Finally. A necklace with a horseshoe-crab pendant—a whimsical piece that evoked childhood dreams and longing.

It shined brilliantly, showcasing a hexagonal body composed of six cabochon rubies mounted on a twenty-four karat pure gold shell etched with sleek chevrons.

The triangular spines were encrusted with pearls, and the marquise-shaped eyes were intricately carved from rare emerald-green jade.

A delicate whiplike telson, crafted from rose-colored amethyst, swept upward to convey movement, while ten enameled legs, all in primrose pink, complemented the sweet pastel color scheme, highlighting the pendant’s playfulness and innocent charm.

The necklace had taken Anyu eleven years to craft.

It was the most time-consuming piece she had ever made.

And how slowly the needle of time had moved.

On Lantau Island, people were either too poor to buy jewelry or too busy to wear it.

For eleven years, Anyu had lived in a stilt house above mudflats near a canal, selling salted fish and woven ropes to the fishermen.

Every coin she earned she saved so she could buy tools and solvents and degreaser.

Then, on days when she was spared from dizzy spells, she took sampans covered with a canvas, traveled as far as her feeble legs would carry her, to bargain with families selling antiques at the roadside.

It always energized her when her hand held a rare find such as a moonstone snuff bottle, or a jade tiger, or an old picture frame decorated with pearls.

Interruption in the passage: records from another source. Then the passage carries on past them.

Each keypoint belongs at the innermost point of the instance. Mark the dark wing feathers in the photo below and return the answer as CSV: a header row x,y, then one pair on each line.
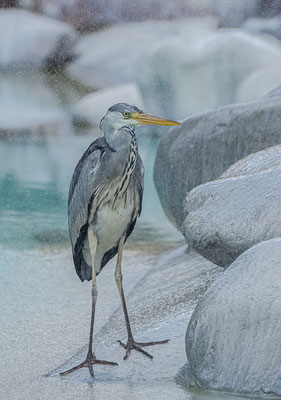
x,y
80,198
139,172
80,195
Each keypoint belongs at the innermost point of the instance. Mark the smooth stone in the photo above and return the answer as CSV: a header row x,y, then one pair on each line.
x,y
28,103
259,83
33,41
232,340
89,14
109,57
93,107
185,76
227,216
271,26
205,145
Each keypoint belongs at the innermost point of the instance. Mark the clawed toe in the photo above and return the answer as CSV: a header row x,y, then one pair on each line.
x,y
131,344
88,363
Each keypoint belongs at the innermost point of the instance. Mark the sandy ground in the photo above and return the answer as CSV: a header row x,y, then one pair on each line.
x,y
44,323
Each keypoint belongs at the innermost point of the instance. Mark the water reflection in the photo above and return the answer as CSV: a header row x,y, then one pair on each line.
x,y
39,149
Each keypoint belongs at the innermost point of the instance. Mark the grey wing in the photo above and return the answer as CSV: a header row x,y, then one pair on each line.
x,y
137,183
80,198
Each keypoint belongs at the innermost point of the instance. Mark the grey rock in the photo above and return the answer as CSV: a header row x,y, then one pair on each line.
x,y
195,73
232,14
227,216
27,102
205,145
89,14
109,57
259,83
233,337
272,26
33,41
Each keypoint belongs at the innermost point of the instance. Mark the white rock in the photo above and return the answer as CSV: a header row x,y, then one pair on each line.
x,y
109,57
26,102
233,337
31,40
227,216
259,83
92,107
87,14
182,77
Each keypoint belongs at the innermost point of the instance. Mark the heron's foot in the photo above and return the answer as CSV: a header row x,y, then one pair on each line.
x,y
88,363
132,345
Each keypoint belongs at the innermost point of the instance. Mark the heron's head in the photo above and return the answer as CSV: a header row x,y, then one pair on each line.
x,y
123,114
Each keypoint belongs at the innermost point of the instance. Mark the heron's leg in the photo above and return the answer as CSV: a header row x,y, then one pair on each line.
x,y
131,343
90,358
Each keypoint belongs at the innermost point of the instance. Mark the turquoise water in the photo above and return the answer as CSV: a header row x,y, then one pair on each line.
x,y
37,156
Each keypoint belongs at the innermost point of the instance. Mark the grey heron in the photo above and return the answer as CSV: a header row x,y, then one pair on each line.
x,y
105,199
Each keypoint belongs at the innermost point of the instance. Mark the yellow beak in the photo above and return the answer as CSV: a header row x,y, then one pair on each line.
x,y
149,119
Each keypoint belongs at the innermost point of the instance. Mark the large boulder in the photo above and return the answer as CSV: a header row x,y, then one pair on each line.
x,y
272,26
233,337
227,216
259,83
27,103
205,145
109,57
233,13
180,77
92,14
33,41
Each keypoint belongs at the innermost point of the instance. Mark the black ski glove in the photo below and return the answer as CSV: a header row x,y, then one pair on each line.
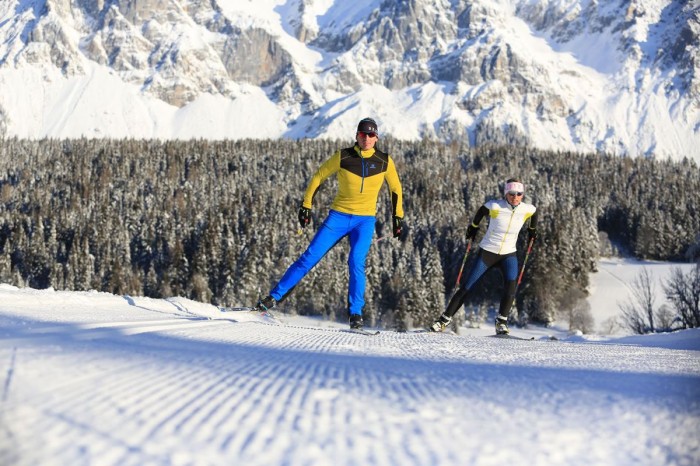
x,y
398,224
304,216
531,234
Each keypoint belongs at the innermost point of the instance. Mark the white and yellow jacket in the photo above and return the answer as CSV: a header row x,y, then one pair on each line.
x,y
505,222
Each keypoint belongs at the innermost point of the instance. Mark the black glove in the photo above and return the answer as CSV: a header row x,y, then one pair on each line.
x,y
398,223
304,216
531,234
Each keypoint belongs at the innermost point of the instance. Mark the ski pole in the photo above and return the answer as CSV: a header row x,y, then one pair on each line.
x,y
464,261
522,269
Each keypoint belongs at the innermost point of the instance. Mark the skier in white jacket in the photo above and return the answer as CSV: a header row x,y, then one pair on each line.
x,y
507,216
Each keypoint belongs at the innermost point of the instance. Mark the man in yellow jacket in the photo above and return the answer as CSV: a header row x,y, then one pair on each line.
x,y
361,171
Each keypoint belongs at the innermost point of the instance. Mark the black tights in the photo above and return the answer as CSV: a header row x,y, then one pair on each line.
x,y
485,262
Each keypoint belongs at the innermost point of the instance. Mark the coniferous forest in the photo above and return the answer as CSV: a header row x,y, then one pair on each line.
x,y
217,221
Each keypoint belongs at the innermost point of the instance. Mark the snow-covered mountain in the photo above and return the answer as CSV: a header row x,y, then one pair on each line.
x,y
621,76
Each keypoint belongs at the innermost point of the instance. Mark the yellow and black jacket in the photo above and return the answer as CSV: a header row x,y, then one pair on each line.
x,y
360,177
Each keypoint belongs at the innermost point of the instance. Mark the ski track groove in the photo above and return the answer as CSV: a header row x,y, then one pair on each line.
x,y
230,391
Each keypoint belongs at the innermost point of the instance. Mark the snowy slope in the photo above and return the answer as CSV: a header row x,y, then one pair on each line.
x,y
93,378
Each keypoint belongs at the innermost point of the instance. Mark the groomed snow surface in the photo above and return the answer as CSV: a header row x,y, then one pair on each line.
x,y
90,378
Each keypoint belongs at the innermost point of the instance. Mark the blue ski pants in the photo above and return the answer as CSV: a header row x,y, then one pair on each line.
x,y
359,229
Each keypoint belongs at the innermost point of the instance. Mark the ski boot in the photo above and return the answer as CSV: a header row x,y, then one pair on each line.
x,y
502,325
264,305
440,324
356,322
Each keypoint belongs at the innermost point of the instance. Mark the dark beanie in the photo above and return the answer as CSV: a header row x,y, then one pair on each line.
x,y
367,125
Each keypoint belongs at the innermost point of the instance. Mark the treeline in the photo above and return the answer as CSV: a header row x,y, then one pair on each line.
x,y
216,221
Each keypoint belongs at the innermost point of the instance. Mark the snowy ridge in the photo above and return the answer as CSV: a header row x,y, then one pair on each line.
x,y
103,379
559,74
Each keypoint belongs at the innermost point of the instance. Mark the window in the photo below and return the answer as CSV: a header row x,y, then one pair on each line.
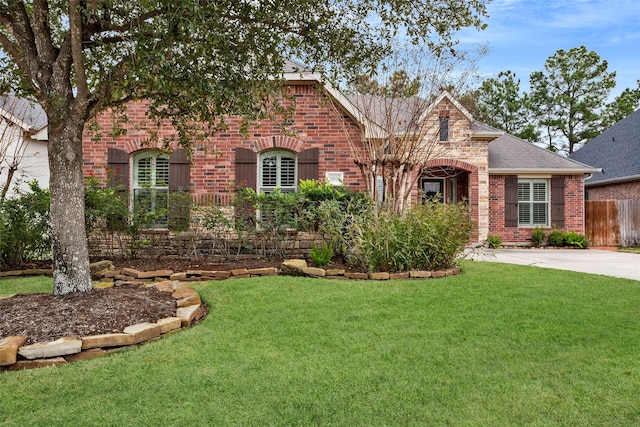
x,y
444,126
151,186
533,202
433,190
277,169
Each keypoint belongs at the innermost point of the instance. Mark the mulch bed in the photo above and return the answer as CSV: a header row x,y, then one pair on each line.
x,y
44,317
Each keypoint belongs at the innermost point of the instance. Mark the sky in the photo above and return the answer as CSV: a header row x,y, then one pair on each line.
x,y
522,34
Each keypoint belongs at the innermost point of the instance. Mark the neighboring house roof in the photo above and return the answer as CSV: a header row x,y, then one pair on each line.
x,y
27,114
616,151
509,155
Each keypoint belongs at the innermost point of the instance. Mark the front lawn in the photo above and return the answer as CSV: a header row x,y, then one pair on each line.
x,y
498,345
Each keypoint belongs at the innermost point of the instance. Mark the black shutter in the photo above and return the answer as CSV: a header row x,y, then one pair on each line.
x,y
511,201
118,164
246,167
308,164
179,171
557,202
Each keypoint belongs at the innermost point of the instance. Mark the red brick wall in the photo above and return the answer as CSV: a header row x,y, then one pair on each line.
x,y
620,191
317,125
573,210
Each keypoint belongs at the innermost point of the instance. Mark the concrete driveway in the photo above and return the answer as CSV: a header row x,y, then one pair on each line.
x,y
594,261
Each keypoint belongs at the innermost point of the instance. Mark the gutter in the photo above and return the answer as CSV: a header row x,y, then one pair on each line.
x,y
612,180
554,171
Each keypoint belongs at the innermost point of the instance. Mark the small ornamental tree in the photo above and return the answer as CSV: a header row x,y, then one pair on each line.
x,y
400,134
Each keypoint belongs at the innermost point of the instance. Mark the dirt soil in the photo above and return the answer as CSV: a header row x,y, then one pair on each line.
x,y
44,317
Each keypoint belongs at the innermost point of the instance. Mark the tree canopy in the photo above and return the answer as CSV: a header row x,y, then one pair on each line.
x,y
195,60
501,104
566,105
570,92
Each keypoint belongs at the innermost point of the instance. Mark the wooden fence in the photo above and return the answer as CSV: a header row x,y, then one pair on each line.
x,y
613,222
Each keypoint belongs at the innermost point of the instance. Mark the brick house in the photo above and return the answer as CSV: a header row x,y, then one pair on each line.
x,y
616,152
510,185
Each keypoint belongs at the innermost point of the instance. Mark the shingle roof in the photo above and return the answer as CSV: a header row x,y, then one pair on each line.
x,y
399,113
616,151
30,114
509,154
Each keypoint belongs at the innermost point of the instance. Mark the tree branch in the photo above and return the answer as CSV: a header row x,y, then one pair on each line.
x,y
75,25
41,27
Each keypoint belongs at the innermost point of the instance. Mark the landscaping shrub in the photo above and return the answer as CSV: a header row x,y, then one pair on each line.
x,y
106,209
342,222
576,240
537,236
494,241
179,211
263,221
218,223
428,236
322,256
556,237
315,192
24,226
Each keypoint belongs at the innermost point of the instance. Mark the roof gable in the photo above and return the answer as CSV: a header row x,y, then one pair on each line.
x,y
509,154
453,101
616,151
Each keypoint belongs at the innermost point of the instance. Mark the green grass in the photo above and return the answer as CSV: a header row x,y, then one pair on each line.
x,y
27,285
498,345
630,249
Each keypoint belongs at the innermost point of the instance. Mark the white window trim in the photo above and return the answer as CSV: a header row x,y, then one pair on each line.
x,y
280,154
531,202
134,173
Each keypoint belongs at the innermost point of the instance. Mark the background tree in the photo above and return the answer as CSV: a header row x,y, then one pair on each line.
x,y
13,142
568,96
194,60
501,104
624,104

She bought them, took them apart, reshaped them, and used the gemstones for her necklace.

“I hope you’ll win, Miss Anyu,” Rain said, packing the necklace for the international jewelry competition that had attracted jewelers from around the world.

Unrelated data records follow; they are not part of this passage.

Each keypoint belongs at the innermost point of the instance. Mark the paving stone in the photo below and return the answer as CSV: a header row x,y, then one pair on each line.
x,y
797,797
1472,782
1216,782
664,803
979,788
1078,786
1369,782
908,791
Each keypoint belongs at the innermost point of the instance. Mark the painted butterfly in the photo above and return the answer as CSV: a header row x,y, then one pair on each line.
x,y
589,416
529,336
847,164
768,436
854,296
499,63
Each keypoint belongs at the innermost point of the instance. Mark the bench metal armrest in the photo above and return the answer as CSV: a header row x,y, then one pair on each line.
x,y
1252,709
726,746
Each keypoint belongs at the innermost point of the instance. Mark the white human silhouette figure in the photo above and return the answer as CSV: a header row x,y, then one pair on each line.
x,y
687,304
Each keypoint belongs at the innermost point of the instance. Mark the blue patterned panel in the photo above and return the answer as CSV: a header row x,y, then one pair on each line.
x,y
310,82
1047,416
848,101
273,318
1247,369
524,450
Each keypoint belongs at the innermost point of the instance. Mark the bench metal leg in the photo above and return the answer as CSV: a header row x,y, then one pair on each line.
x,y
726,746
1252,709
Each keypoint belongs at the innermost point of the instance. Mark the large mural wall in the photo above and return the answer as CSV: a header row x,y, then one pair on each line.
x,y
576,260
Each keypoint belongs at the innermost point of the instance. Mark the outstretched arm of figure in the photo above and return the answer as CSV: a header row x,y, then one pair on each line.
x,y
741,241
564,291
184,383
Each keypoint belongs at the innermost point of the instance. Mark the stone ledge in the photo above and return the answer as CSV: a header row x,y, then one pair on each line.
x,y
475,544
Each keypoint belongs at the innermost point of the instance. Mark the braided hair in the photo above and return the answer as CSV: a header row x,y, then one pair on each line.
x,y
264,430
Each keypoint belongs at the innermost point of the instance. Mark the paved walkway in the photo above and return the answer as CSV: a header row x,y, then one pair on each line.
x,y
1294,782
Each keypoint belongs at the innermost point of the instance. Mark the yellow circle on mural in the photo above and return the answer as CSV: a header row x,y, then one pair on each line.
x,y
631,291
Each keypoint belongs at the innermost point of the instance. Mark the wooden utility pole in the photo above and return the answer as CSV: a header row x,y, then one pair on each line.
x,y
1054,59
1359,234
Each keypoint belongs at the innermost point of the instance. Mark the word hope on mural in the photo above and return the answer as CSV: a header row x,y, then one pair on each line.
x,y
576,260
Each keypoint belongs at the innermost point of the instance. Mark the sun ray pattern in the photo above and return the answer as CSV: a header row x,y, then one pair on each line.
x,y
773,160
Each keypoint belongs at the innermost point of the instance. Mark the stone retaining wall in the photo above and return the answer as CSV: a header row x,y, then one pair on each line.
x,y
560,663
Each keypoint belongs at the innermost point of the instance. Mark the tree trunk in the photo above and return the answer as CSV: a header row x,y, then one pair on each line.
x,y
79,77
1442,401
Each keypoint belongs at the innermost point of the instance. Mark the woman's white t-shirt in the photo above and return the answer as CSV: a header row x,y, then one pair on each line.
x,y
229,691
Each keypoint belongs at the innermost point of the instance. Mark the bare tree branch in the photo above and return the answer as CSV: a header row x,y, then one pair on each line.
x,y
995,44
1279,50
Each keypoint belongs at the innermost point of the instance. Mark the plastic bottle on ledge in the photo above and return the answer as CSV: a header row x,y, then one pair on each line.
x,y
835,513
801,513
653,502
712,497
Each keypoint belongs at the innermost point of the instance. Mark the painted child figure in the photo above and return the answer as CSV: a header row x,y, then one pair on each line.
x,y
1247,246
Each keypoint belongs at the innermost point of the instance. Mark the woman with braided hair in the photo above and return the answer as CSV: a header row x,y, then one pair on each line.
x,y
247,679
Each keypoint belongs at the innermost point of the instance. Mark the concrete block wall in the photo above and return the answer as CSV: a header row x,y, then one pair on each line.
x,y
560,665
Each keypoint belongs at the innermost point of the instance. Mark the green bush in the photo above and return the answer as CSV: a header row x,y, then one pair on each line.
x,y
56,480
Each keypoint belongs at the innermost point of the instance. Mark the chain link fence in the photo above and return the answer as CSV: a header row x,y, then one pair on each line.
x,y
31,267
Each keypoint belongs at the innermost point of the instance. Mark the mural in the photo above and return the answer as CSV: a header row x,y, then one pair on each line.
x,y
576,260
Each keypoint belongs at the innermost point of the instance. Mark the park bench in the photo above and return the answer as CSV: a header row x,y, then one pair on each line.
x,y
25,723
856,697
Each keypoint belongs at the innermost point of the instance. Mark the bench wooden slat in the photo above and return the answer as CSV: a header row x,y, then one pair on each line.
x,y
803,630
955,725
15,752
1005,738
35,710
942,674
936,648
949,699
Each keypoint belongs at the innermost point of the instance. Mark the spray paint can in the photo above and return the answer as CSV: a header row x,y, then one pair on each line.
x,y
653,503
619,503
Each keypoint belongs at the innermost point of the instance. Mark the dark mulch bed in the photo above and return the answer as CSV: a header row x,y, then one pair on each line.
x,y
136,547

It was one of the most influential international competitions in Hong Kong, and many renowned jewelers from Paris, New York, and London had flocked to the city, vying for the top prize.

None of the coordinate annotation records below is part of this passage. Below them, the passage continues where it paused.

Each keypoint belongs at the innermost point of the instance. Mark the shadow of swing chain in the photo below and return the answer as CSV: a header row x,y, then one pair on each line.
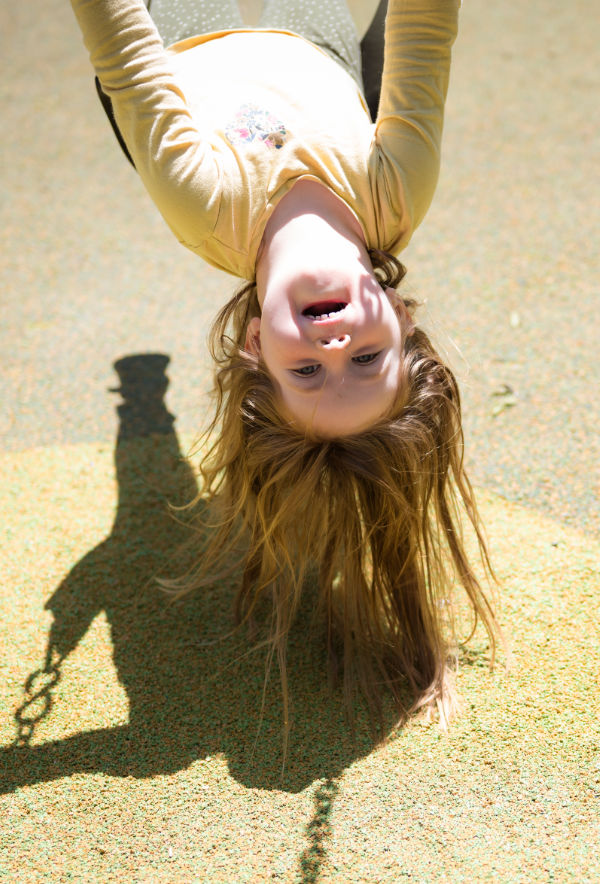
x,y
38,700
318,831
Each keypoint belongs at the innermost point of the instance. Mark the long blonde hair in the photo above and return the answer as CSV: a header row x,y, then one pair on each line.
x,y
379,515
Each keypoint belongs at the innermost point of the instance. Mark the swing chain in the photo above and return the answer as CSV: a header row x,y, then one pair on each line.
x,y
37,702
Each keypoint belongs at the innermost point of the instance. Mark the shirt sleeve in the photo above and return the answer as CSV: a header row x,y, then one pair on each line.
x,y
408,131
179,169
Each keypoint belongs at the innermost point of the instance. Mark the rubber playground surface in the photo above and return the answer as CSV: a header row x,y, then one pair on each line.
x,y
147,752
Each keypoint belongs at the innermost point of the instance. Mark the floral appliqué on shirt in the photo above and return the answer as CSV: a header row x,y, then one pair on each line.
x,y
252,123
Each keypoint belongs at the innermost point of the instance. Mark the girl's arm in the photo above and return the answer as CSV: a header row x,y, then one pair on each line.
x,y
177,167
418,39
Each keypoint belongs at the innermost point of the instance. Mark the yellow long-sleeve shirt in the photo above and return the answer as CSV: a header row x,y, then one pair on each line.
x,y
220,126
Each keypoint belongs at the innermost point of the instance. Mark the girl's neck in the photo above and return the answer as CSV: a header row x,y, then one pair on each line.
x,y
310,224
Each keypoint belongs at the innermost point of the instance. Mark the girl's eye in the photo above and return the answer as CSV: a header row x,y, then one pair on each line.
x,y
306,370
365,358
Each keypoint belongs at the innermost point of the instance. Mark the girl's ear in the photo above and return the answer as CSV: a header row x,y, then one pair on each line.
x,y
252,344
406,321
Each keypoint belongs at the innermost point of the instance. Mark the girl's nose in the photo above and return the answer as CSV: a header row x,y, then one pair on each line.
x,y
335,342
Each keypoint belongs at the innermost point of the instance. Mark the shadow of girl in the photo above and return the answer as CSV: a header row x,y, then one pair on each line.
x,y
194,684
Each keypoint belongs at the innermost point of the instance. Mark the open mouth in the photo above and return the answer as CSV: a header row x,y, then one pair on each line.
x,y
324,309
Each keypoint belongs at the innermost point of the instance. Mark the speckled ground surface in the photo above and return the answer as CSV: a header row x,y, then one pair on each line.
x,y
146,765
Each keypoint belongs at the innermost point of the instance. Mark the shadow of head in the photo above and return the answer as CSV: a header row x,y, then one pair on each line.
x,y
196,685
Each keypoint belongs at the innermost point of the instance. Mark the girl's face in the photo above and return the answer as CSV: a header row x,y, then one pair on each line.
x,y
332,344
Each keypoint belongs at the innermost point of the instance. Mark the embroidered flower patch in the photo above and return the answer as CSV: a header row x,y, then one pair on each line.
x,y
252,123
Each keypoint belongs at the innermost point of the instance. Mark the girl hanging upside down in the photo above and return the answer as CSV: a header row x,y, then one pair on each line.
x,y
337,439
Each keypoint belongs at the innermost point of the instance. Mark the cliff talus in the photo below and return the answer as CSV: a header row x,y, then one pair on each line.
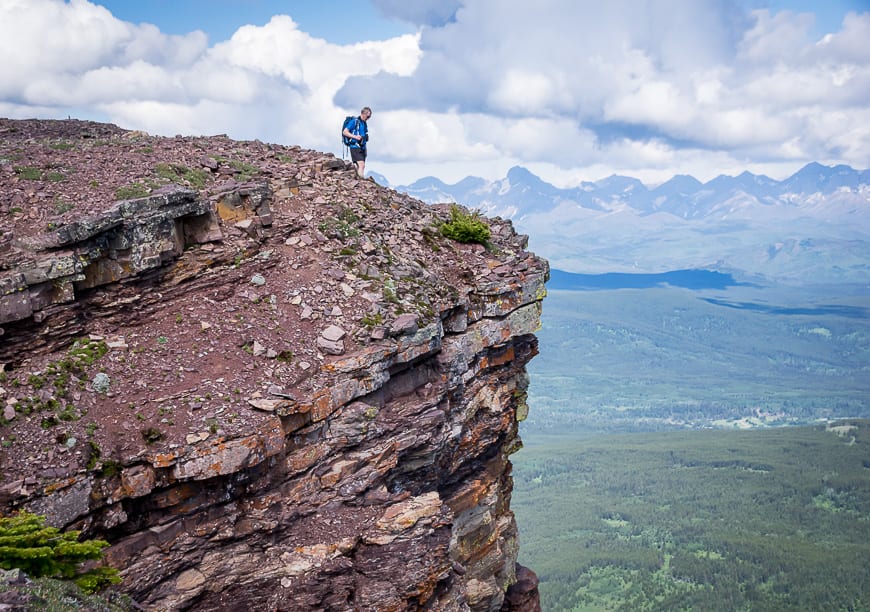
x,y
271,386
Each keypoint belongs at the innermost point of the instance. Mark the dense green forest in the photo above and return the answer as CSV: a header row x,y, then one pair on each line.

Newspapers, television, and radio had gone wild over the event, advertising the competition and eagerly promoting the participating jewelry pieces, an opportunity Anyu had anticipated.

She smiled. She was forty-seven years old. These days, she felt, in her gut, that the horseshoe necklace would be the last jewelry she would make. “I might win, I might not.”

“Then how will you find the boy of yours?”

“We’ll be lucky,” she said.

A few days later, while Anyu was melting gold in the ring mold, she felt again the stabbing pain in her eyes.

She took off the headlamp and dabbed her eyes with a handkerchief.

Her eyes were bleeding. She blinked. Through the window, the boats and houses blended together in a haze of gray, and the distant mountains looked pale like water.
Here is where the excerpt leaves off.